Italian footballer (born 1990)

Alessio Lava (born 25 February 1990) is an Italian footballer who plays as a attacker for Meridien Larciano.

==Career==

Lava started his career with Italian eighth tier side Real Cerretese, helping them earn promotion to the Italian sixth tier within 2 seasons. In 2012, he signed for Vaianese in the Italian sixth tier. In 2013, Lava signed for Italian fifth tier club Rignanese. In 2016, he signed for Juventud Escazuceña in the Costa Rican second tier. In 2017, Lava signed for Costa Rican top flight team Liberia, where he made 7 league appearances and scored 1 goal. On 13 August 2017, he debuted for Liberia during a 4–1 win over Guadalupe. On 13 August 2017, Lava scored his first goal for Liberia during a 4–1 win over Guadalupe.

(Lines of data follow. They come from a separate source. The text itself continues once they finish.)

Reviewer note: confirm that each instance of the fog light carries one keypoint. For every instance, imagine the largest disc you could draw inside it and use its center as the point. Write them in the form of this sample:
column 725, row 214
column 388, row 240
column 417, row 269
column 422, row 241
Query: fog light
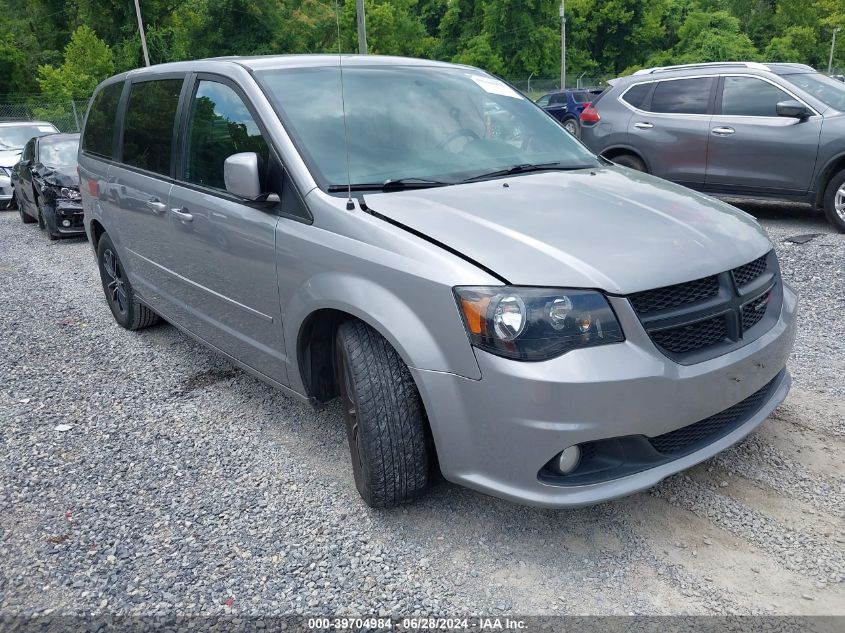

Before the second half of 2017–18, he signed for Curridabat in the Costa Rican second tier. In 2019, Lava signed for Italian fourth tier outfit Nocerina. In 2020, he signed for Lastrigiana in the Italian fifth tier. Before the second half of 2021–22, he signed for Italian sixth tier side Meridien Larciano.